Cuando Sebastián llegó a casa recordó el libro y lo sacó de la mochila, lo abrió, lo hojeó y reconoció casi cada página con las apretadas notas en la misma caligrafía redonda y suavemente ligada. Sonrió al leer algunos de los apuntes que reflejaban a esa mujer que siempre vio como una niña, inocente, un poco ingenua. Un par de días después encontró a la mitad del libro, al inicio del capítulo favorito de Sara, un trocito de papel que decía: Y tú ¿alguna vez piensas en mi? Entonces lo entendió, recordó las interminables pláticas, recordó cómo se sentía al estar con ella, se dio cuenta de lo mucho que la quería y nunca se lo dijo. Él estaba seguro que ella lo sabía y nunca pensó en tener que decírselo, y quiso ir a abrazarla, a decirle lo mucho que le importaba.

Corrió a su casa, tocó la puerta y se encontró con que Sara había volado ese mismo día a esa ciudad de la que tanto hablaba, a la que siempre quiso ir y nunca había tenido el suficiente valor para hacerlo. Se fue sin decirle una palabra y eso le dolió, se sintió abandonado, pero en el fondo sabía por qué lo había hecho así. Su orgullo no le permitió ir a buscarla, aunque lo deseaba, siguió su vida tratando de no pensar mucho en ella, pero muchas veces a través de los años regresó a ese libro que tanto le gustaba a ella, a esas notas que siempre lo hacían sonreír y guardó el recuerdo, lo mantuvo muy cerca de su corazón. Pasaron los años y se cubrió de polvo, se olvidó de ella, hasta ese día que, buscando un cuaderno de notas, se encontró con esas líneas que le dejaron un sabor de melancolía pero también de dulzura.

Afuera seguía lloviendo, y aún así Sebastián decidió salir a tomar un café.

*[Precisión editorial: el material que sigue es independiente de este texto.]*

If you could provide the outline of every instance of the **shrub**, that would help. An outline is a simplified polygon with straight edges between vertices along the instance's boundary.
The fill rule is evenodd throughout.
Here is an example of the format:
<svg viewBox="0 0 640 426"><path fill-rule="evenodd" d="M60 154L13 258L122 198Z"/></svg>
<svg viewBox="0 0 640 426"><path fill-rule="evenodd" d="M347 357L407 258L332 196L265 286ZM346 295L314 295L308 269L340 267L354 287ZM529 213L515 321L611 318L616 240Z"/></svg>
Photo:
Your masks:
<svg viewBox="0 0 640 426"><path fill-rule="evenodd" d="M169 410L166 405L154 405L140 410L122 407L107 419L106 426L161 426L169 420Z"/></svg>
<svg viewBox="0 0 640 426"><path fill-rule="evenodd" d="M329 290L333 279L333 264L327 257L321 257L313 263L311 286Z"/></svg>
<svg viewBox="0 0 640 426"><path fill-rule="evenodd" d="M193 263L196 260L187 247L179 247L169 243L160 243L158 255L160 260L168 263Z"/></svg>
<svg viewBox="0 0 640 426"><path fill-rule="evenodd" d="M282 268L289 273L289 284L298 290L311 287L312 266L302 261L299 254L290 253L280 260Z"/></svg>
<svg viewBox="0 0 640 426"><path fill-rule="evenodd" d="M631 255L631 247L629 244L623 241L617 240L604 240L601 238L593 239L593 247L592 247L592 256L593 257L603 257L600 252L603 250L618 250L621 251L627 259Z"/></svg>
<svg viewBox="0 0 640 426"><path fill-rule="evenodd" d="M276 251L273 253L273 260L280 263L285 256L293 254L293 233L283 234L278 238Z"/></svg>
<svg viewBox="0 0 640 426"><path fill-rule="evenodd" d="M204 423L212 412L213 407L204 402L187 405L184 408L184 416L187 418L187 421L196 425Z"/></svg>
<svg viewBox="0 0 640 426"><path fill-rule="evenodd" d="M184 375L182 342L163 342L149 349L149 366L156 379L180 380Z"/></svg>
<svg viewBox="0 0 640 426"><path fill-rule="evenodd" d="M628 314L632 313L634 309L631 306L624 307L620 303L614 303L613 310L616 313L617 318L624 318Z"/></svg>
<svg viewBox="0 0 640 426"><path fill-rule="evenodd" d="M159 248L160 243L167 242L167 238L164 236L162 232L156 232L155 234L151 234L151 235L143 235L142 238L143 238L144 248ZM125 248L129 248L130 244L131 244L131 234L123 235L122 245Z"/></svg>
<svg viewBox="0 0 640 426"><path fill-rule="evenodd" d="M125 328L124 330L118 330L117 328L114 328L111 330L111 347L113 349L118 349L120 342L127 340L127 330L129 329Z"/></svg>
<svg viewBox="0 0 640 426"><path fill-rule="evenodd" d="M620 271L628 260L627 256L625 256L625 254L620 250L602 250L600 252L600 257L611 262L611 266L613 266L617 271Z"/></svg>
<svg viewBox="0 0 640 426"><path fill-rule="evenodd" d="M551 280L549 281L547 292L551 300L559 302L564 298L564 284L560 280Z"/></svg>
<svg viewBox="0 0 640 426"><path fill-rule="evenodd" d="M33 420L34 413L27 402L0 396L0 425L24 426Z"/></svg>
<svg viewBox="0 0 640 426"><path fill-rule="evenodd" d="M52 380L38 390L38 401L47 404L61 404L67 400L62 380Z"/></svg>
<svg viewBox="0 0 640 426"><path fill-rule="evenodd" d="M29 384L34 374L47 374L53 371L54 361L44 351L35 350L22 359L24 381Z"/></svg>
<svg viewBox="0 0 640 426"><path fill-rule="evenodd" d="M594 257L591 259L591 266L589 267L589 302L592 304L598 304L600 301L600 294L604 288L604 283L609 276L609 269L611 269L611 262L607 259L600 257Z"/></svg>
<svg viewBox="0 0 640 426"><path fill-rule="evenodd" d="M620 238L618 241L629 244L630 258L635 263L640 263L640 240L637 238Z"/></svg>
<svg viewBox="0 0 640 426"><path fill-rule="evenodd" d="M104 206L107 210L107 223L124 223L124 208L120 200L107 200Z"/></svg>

Se sentó y ordenó lo mismo de siempre, en la mesa de al lado estaba una mujer, de cabellos rizados y apenas castaños, –el plateado de las canas predominaba–, mirada dulce y movimientos gráciles. Escribía con una pluma fuente que reconoció, y sobre la mesa el mismo libro, ese libro que hacía años le puso en las manos, gastado, y seguramente repleto de la misma caligrafía. Se acercó y se miraron a los ojos, se reconocieron de inmediato, se sentó y se tomaron la mano. No dijeron nada por algunos minutos, sonrieron y comenzaron a hablar como antes, como si hubieran pasado 40 minutos sin verse, no 40 años.